Array with a single element
How to Handle:
Replace the single element with -1 as the rightmost element has no right neighbor.
Array with maximum possible integer value repeated multiple times
How to Handle:
The algorithm should handle the maximum integer value without overflow, correctly identifying the maximum to the right.
Array with minimum possible integer value repeated multiple times
How to Handle:
The algorithm should handle the minimum integer value without issue, correctly identifying the maximum to the right.
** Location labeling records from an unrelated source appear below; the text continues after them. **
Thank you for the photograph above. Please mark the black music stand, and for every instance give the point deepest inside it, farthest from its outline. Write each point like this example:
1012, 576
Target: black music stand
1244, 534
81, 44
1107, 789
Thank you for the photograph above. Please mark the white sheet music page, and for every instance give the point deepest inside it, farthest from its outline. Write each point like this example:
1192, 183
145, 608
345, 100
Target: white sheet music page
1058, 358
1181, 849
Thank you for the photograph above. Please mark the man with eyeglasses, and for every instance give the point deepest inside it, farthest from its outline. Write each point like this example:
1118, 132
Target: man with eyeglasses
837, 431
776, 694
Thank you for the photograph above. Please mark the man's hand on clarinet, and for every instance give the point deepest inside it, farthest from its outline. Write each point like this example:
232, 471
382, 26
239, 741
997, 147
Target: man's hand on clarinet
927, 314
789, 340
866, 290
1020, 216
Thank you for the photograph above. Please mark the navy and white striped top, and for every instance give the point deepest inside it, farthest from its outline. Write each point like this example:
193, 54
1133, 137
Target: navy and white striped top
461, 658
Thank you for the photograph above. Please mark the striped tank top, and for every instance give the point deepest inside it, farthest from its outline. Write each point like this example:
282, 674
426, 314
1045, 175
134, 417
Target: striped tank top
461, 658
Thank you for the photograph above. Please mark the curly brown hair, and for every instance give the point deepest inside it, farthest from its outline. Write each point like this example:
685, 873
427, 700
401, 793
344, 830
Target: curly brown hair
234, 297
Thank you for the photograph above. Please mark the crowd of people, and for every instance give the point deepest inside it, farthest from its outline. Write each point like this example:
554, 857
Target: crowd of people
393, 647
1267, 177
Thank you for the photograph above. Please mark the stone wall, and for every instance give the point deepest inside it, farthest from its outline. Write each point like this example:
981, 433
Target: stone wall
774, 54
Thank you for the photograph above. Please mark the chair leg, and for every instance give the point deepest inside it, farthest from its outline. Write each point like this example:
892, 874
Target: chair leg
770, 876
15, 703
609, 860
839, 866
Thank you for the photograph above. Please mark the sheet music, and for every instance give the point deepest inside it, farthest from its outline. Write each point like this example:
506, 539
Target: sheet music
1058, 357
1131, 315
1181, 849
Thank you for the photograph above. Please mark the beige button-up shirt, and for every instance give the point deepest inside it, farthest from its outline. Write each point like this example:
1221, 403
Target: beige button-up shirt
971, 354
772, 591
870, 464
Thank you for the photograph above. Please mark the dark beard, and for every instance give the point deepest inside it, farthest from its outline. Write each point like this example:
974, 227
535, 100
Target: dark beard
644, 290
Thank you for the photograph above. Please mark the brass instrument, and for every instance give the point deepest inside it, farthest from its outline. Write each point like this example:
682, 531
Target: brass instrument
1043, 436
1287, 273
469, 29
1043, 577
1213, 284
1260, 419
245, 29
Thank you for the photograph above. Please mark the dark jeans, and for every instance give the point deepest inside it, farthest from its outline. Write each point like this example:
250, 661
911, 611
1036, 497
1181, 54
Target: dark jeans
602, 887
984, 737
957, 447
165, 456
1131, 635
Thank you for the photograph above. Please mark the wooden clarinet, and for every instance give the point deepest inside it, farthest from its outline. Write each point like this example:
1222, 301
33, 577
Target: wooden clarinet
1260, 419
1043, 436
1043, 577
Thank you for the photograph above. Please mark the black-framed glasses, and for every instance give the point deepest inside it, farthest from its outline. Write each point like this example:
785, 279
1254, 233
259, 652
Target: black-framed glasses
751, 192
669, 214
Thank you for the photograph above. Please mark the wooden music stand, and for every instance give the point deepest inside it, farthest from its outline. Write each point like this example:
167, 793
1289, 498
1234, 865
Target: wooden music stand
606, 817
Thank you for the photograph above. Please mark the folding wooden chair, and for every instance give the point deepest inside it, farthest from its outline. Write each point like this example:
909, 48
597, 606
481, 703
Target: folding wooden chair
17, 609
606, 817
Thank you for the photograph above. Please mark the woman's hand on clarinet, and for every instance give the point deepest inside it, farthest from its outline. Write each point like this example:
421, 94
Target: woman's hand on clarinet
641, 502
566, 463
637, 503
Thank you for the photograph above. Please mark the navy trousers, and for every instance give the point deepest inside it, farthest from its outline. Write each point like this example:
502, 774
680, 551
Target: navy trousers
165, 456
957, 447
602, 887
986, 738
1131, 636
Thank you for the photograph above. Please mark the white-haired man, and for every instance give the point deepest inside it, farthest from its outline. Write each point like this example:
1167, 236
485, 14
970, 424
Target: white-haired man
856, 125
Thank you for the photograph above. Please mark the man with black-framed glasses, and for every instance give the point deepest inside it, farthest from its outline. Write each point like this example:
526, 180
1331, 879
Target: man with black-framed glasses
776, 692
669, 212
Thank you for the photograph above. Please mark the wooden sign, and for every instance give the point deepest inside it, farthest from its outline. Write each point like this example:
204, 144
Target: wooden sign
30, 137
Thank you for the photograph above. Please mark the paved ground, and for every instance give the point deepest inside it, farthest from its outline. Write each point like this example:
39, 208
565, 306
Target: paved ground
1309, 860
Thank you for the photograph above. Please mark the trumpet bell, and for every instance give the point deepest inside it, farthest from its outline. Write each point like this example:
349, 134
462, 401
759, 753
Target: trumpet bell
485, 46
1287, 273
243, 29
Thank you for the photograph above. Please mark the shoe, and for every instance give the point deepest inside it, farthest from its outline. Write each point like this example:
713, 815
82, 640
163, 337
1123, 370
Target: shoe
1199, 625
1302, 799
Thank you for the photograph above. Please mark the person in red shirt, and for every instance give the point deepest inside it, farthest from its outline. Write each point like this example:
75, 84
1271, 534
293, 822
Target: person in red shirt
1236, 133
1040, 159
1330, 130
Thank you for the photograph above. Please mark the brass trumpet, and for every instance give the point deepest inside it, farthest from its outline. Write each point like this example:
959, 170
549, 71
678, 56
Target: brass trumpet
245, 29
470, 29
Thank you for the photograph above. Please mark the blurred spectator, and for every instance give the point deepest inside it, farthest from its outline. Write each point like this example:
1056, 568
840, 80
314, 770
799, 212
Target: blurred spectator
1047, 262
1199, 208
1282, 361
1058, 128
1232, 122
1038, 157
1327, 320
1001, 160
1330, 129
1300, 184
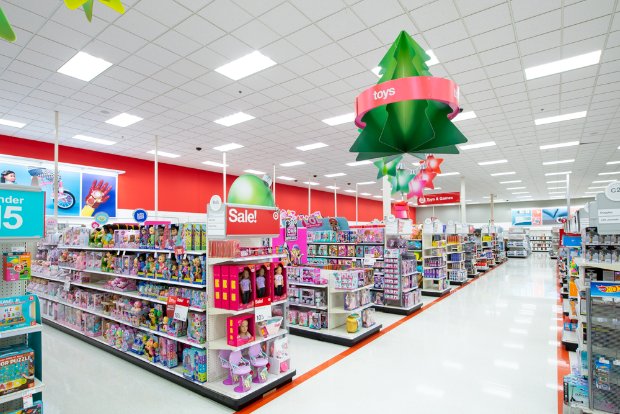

Array containing a mix of positive, negative, and zero values
How to Handle:
The algorithm compares all elements regardless of their sign, finding the correct maximum to the right.
Array with values already in descending order
How to Handle:
The algorithm correctly replaces each element with the next smaller value, culminating in -1 for the last.
Large input array (performance)
How to Handle:
The solution should iterate through the array efficiently in reverse, so time complexity should be O(n).
Input array is null
How to Handle:
Return null or throw an IllegalArgumentException as appropriate, according to the problem constraints or API definition.